Creating generic entries for the SRG

Many thanks for my colleagues for all the help with setting up the SRG generic machinery so far. (See also Handling UNKnown words with ACE+SRG for general discussion.)

I now have a grammar which includes token mapping additions (copied from jacy) as well as a file with some definitions for generics, and some definitions for lexical filtering rules. For the most part, these things are just copied wholesale from jacy, although I did have to remove a couple of things from tmt.tdl.

If I do not include the generics, the grammar parses sentences which do not contain unknown words, as expected.

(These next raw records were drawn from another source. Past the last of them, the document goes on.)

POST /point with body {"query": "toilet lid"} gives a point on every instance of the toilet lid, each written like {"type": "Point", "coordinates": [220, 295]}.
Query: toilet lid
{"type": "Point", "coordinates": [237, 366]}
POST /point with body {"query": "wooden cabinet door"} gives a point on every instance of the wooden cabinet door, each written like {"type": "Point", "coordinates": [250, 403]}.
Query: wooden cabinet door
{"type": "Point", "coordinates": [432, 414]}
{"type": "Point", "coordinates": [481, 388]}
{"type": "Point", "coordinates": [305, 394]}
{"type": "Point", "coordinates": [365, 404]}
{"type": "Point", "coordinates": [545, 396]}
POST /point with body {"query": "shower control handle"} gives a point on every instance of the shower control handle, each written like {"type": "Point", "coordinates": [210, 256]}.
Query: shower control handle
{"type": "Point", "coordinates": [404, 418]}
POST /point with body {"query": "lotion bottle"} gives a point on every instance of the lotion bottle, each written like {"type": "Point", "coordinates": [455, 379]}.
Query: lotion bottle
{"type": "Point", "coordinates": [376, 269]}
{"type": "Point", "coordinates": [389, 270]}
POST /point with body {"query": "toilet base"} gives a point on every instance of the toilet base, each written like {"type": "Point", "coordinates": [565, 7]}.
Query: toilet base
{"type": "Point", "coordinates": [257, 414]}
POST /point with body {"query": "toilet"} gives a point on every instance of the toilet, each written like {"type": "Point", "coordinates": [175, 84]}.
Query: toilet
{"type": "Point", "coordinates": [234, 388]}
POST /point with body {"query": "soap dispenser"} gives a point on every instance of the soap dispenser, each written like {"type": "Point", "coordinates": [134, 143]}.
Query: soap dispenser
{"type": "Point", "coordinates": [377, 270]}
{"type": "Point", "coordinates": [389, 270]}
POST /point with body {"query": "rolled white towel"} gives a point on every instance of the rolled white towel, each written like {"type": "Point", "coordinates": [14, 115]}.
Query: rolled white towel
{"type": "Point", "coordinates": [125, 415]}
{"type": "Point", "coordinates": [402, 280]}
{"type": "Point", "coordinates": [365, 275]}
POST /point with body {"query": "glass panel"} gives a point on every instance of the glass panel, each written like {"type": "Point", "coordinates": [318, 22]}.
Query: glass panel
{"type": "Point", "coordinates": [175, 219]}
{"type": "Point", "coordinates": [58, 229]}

Yay!

If I include a generic entry as follows (note the commented out TOKENS constraints):

v_np_ge := v_np*_le &
[ STEM < "v_np*_le" >,
  ;TOKENS.+LIST generic_token_list & 
  ;              < [ +POS.+TAGS  < "vmip3p0" > ] >,
  SYNSEM.LKEYS.KEYREL [ PRED "_generic_v_rel" ] ].

…then I get parses for sentences with and without unknown words (progress!)

But ultimately I need to include the TOKENS constraints, in order to eventually do lexical filtering. If I uncomment the TOKENS constraints above, I again start getting the “Lexical Gap” error from ACE, so, it cannot find the word. (Sentences without unknown words still parse.)

TOKENS are define as follows:

lex-item :+
This links the CFROM and CTO to the position in the orthography.
OZ 15-Nov-2022: I am taking out CTO and CFROM constraints for now
because they break compilation.
[ TRAITS #traits,
  STEM [ FROM #from,
	 TO #to ],
	;	        CTO #to	],
	;	           CTO #to	],
  TOKENS tokens &
	 [ +LIST #traits &
		 [ FIRST.+FROM #from ], 
	   +LAST.+TO #to ] ].

The problem in this case (soved by @sweaglesw ) was the mismatch in capitalization between the grammar and the YY-input. LUI was hiding this difference, and in the end, the unification failure pointed to the POS feature but with identical values (from which it was possible to guess that there is a difference in capitalization in the underlying data).